Thanks for the props, JJC (as I begin to unmask myself, a little, but only here). I'd say that so far I've presented clumsily on anthropophagous pigs, but if anyone's written on this problem, it's Claudine Fabre-Vassas, who may well have anticipated me on nearly every point. Thank goodness for my career that she's not a medievalist and apparently unable to read Latin. If she's still kicking and has written nothing about these appaling--forgive me for a Seinfeld reference that also violates Godwin's law--soup nazis, I'll eat my hoof.
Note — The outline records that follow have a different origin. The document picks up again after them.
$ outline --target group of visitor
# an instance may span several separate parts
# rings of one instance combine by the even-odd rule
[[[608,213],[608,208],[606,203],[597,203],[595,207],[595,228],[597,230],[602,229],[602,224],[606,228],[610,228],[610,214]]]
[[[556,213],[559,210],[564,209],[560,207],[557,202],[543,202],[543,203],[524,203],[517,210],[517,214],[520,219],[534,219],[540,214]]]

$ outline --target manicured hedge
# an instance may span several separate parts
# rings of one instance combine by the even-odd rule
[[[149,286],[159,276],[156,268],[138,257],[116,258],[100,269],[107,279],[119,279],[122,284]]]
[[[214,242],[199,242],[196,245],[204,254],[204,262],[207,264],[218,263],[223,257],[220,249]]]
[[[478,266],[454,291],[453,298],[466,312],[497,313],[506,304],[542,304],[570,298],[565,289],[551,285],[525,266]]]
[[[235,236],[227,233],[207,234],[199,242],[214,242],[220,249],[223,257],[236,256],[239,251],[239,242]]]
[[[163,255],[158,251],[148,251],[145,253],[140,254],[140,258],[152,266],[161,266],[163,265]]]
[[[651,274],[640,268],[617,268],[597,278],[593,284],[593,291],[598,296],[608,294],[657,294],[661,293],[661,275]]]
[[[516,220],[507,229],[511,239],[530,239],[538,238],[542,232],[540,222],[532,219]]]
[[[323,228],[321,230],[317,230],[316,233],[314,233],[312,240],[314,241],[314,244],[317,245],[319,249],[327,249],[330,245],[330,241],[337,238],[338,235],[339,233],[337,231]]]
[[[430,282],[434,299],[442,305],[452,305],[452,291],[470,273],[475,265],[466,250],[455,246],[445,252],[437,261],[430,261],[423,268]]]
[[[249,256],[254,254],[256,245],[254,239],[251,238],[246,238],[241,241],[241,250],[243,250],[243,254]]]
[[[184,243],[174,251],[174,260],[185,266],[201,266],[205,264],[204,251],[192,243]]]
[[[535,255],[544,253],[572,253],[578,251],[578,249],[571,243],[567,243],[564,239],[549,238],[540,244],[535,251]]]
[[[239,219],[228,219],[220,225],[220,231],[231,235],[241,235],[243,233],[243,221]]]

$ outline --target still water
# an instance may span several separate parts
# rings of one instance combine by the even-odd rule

And here I don't make an argument so much as I throw a lot of material out to see what sticks to your mind: The pig's close association with humans is also an inner (I say hah! in reference to the post I just threw up on your 'Against Allegory') homology with their human masters. Its anatomy is troublesomely similar to ours: hence the medieval medical pun on corpus and porcus.* Perhaps because of this internal similarity that allows it to eat everything (and a great deal more) that we do, the pig's a symbol of gluttony, and hence also a manifestation of eating itself. From this moral meaning, the pig's necessary eating—for what use is a pig that won't eat?-- becomes an excess of pleasure. So too is the necessity of eating pig (against the Jews, against the Muslims) also an excess (among other ways, in being an symbolic addition to an eating morally respectable when done merely to sustain the body), and hence a pleasure, and hence to be resisted even as it must be indulged in. When a pleasure is compelled, what kind of pleasure is it?

And what do we do with a required identity marker for (Gallic) identities that should already be known? What do we do with an identity marker that disappears into, and forms, the body of the eater?

On the Judensau: any ideas on why this image appears only in the areas around the Rhine (and Germany otherwise?). It's surprising that this porcine imagine shouldn't be in Britain, given the great popularity there of the story of the young Jesus and the Jewish pigs in the oven.


*See Pastoureau, Michel. "L'animal et l'historian du moyen âge," 13-28. In Berlioz, Jacques and Marie Anne Polo de Beaulieu, eds. L'Animal exemplaire au Moyen Âge (Ve - XVe siècle). Collection "Histoire." Rennes: Rennes UP, 1999. See, in the section "L'animal le plus semblable à l'homme: le cochon," "le jeu de mots ana-grammatique porcus/corpus revient plusieurs fois dans certains de ces textes" (19 n20)

Jeffrey Cohen said...

Re: soup nazis, biy was it tough to refrain from using the line "No soup for you!" in that post.

Thanks, Karl, those are useful references. I like your emphasis on the pig's homology -- its initmate anatomy if you will. And I suppose it work two ways, in that there are trult porcine homo sapiens. When it comes down to it all of us mammals can (size aside) be tough for an outside observer to tell apart.

As to the Judensau ... wish I had an easy answer for that. Jews could be owls, maybe hyenas in England, but not pigs. That non-equation does deserve thought.